The mutation module consists of one key enzyme, the activation induced cytidine deaminase (AID). This enzyme is commonly used in mammalian immune systems to induce the hypermuation and thus antibody maturation in activated B-lymphocytes. We used the wildtype form and a modified variant of this enzyme with a nuclear localization sequence and without a nuclear export sequence for transfection into CHO cells to induce hypermutation. The transfected AID induces hypermutation in antibody transfected CHO cells and thus change the antibody binding regions stochastically.
To select CHO cells which produce a high affine antibody, we constructed a selection module. This module consists of viruses which show the corresponding antigen for the nanobody GFP on the surface by using a fusion protein. The virus has an antibiotic resistance cassette. By binding the high affine antibody with the surface presenting antigene the virus is able to infect the CHO cells efficiently. Consequently, only the CHO cells survive which produce a high affine antibody mutated by the AID.

SocialBrick

The idea of SocialBrick is to divide all human practice acts into different parts: the SocialBricks. Here, the SocialBricks stands for every activity which aims to inform the people about the Synthetic Biology. We hope that the term SocialBrick will be accepted like the term Biobrick and will be integrated in a registry to show the society what every team has done for more elucidation.
For this year we focused on two SocialBricks: “Science meets Politics” and “Science meets People”. For the first one we interviewed politicians from the German parliament: the Bundestag and discussed about Synthetic Biology. For the second part we organized a survey to ask about people's knowledge of Synthetic Biology and for their opinion on this scientific field.
The main results of the human practice this year are that the citizens and the politicians see the great potential of Synthetic Biology but also the challenges of this new scientific field.
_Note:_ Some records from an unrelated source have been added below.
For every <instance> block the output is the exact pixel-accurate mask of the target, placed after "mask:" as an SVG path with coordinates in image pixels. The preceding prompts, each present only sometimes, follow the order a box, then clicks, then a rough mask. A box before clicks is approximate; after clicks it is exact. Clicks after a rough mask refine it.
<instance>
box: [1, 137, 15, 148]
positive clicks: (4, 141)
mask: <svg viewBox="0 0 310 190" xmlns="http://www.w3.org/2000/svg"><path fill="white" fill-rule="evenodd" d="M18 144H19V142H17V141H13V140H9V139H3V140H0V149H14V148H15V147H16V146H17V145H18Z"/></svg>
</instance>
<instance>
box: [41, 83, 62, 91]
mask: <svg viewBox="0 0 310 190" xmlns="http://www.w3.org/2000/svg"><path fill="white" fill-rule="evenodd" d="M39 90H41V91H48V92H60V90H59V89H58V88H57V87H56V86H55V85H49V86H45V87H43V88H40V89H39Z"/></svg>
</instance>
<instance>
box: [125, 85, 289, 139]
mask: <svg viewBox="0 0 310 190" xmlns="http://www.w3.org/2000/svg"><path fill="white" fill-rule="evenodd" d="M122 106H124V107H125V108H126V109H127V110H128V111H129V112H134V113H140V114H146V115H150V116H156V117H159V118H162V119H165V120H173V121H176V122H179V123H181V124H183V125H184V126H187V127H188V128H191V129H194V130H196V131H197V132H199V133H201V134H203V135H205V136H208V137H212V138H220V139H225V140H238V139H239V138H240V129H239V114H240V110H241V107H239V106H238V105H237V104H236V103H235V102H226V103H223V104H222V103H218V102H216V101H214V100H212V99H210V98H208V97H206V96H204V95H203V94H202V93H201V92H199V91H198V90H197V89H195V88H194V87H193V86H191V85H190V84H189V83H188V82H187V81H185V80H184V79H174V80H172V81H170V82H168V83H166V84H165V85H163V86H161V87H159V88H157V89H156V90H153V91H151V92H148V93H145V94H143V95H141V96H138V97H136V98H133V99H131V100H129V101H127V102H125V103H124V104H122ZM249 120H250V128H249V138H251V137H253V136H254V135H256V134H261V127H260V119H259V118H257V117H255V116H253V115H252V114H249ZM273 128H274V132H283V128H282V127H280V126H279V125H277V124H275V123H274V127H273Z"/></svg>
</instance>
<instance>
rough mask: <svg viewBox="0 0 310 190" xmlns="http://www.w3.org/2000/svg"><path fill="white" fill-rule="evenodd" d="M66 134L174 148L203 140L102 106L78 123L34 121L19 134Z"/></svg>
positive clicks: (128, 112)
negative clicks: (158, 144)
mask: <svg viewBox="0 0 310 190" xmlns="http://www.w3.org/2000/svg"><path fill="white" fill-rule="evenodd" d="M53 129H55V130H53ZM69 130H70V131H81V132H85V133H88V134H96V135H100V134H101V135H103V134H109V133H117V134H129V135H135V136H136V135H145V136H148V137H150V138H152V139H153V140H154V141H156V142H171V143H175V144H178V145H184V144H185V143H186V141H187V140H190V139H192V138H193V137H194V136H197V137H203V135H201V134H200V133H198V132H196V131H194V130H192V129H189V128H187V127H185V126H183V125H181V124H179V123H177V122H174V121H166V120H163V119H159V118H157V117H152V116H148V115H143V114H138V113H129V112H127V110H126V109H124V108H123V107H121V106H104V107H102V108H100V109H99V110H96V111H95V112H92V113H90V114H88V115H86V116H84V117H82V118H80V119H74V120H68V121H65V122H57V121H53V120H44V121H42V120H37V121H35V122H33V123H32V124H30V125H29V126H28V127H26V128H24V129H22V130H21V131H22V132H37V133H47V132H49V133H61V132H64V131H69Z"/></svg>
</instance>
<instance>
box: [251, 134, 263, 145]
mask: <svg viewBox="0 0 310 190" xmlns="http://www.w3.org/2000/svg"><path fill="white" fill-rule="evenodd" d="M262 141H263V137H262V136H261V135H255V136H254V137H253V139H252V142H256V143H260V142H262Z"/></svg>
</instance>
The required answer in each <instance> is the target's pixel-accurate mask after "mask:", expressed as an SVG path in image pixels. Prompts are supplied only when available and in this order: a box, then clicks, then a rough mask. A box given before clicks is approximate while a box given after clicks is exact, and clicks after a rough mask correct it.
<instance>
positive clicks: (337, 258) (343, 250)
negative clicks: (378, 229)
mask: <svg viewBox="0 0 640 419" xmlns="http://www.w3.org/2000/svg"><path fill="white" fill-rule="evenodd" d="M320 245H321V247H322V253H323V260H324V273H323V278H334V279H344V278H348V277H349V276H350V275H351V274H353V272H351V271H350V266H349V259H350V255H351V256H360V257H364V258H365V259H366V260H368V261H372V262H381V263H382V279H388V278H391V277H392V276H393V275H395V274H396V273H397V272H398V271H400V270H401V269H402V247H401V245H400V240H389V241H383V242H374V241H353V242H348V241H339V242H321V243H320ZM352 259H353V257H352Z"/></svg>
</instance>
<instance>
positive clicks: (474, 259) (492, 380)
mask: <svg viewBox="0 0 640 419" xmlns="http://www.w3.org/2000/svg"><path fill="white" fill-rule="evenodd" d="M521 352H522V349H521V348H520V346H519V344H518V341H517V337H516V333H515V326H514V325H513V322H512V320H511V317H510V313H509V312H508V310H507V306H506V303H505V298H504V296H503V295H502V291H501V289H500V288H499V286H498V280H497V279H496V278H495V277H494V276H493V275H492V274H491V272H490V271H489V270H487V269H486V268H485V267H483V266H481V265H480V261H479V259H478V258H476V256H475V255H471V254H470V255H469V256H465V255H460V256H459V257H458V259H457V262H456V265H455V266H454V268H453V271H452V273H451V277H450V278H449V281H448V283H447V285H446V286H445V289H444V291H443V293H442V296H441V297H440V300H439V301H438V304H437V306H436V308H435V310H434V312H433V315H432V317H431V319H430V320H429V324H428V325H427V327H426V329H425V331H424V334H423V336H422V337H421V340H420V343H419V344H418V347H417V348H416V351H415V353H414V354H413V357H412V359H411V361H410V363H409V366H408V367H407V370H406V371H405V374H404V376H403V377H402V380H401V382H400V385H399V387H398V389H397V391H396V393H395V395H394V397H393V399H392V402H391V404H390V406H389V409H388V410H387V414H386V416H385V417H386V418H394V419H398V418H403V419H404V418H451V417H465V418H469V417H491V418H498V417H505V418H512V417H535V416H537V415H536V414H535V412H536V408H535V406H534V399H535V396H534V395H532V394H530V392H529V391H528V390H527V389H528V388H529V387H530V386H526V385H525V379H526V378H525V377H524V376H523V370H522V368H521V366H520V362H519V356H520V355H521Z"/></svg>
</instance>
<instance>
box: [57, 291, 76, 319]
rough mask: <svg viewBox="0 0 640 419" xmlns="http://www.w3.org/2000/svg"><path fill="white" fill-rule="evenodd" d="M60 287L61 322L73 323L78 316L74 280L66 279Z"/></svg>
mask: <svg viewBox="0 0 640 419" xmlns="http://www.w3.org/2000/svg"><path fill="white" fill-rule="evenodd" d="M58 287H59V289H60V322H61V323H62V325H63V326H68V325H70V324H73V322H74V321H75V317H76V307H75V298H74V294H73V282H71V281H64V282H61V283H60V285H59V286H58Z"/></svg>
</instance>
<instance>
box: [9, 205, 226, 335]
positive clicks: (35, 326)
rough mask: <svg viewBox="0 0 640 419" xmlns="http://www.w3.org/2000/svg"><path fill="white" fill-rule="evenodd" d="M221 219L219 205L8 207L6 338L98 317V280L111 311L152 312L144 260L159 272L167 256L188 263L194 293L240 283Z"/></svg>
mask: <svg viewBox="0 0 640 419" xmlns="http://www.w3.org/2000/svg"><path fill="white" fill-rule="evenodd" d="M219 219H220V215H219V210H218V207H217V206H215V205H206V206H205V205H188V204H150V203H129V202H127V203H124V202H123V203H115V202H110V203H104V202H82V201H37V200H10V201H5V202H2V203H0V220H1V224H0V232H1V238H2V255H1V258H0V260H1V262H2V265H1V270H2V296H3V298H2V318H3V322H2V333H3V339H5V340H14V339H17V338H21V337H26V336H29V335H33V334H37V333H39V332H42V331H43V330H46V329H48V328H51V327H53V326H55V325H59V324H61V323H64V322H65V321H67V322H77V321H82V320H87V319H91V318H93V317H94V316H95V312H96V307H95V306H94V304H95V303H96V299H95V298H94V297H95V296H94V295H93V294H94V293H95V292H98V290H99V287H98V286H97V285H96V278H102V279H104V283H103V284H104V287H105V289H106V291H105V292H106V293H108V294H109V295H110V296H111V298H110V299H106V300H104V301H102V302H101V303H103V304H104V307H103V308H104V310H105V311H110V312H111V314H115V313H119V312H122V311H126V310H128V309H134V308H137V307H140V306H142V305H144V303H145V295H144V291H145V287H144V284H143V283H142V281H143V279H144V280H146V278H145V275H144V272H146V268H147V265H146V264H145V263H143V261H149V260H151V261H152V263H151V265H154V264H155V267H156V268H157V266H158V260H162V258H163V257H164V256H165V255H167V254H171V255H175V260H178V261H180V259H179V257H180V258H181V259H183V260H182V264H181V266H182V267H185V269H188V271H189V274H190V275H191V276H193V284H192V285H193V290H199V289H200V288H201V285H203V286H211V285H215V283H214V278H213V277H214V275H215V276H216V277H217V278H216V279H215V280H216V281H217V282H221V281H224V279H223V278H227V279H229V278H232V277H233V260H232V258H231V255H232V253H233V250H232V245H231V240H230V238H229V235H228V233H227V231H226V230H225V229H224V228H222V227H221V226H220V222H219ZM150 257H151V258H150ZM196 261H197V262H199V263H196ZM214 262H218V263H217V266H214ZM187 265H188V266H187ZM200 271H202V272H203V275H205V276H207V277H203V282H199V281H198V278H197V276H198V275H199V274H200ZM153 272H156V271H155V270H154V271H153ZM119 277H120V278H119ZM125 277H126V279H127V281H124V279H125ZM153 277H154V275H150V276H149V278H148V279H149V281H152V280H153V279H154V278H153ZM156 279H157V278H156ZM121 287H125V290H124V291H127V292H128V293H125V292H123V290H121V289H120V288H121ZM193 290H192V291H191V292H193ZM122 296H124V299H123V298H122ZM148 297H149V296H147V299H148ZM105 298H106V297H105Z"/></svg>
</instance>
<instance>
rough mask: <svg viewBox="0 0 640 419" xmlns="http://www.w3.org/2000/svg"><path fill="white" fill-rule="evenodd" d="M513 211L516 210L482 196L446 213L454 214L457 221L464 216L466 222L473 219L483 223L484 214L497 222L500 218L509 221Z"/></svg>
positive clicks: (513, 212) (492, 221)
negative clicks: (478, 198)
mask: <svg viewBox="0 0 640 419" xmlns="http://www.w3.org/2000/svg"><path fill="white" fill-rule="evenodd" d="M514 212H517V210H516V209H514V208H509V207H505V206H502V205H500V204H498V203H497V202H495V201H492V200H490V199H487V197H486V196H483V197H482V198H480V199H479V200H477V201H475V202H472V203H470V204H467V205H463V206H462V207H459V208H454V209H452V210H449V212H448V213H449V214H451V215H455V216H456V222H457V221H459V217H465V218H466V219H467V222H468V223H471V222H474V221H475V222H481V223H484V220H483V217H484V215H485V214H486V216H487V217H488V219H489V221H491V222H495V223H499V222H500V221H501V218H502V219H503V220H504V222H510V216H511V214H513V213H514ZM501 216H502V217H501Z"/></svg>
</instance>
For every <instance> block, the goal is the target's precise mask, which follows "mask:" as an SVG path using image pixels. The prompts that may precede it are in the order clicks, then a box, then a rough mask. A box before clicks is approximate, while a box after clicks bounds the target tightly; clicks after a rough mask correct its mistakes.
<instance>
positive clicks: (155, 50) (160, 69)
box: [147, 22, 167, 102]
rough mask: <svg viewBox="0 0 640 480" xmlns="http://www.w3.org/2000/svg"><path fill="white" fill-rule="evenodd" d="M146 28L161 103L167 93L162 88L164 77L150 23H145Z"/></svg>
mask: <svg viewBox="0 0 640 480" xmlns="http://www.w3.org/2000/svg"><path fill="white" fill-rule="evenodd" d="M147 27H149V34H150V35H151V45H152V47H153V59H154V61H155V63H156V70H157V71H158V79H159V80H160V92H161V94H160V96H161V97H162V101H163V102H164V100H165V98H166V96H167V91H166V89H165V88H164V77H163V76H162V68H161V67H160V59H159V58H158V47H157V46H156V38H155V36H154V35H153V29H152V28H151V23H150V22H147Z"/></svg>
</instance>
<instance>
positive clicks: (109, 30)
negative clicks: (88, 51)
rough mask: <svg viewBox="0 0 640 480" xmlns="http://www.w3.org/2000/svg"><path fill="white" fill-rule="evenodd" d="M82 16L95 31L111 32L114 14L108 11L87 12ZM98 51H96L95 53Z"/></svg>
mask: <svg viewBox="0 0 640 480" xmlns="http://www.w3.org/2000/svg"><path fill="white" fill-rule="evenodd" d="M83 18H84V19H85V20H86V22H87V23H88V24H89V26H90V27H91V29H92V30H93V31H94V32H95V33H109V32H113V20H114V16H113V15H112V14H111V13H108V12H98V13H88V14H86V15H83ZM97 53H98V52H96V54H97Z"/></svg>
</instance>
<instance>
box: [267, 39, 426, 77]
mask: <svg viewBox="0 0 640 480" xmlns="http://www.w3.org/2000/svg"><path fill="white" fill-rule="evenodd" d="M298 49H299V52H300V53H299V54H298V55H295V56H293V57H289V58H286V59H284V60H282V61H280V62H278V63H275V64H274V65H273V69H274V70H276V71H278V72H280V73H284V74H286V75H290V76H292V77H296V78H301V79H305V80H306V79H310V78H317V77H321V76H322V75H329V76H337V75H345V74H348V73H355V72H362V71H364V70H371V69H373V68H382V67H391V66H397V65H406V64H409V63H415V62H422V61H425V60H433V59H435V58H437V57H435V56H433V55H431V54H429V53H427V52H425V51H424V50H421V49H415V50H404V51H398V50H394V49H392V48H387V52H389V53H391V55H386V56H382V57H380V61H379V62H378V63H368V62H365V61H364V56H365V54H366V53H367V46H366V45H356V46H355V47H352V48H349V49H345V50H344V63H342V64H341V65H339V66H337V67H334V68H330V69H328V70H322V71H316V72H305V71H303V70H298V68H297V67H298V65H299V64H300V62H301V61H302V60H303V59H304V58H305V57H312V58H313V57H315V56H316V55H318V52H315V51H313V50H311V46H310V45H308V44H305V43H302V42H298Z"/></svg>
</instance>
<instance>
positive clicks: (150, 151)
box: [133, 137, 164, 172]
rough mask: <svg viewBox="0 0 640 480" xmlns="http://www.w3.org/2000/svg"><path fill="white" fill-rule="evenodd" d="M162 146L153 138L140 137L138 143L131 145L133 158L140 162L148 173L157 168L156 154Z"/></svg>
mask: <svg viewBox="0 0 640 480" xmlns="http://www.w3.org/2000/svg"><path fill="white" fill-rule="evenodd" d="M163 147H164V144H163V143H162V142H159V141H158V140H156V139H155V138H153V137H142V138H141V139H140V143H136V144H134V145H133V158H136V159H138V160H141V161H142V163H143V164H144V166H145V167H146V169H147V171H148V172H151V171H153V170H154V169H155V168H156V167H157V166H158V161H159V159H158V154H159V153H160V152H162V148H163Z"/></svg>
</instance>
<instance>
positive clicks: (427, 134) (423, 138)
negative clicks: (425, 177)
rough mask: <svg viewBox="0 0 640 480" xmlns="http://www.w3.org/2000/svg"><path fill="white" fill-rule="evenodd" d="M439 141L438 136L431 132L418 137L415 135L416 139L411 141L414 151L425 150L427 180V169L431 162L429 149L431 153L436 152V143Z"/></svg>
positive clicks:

Potsdam Standard - a hybrid approach to assemble your gene of interest

The main problems by using the classical way to assemble different parts with restriction enzymes are on one hand ineffective enzymes with different optimum conditions and on the other hand illegal restriction site in the sequence which restricts the use of standard assemblies.
That is the reason why we tried to establish a new RFC with a reduced use of restriction enzymes. This cloning standard is based on the use of thiophosphate primer at the 5’ end for PCR to amplifying the insert. The insert is incubated in iodine/ ethanol solution to knock out the 5’ thiophosphates. After that, the new standard cloning vector, developed by us, with a RFP expression cassette as a ligation control is digested with the enzymes Apa I and Sph I. These enzymes generate 4’ overhangs which correspond to the 3’overhang generated by knocking out the thiophosphates. The digested backbone and the pliced insert is mixed, ligated and transformed into E.coli.
To proof the new assembly standard, we insert the AID into the new standard cloning vector using the Potsdam Standard. After sequencing, we saw that the cloning was successful without any mutation in the AID sequence.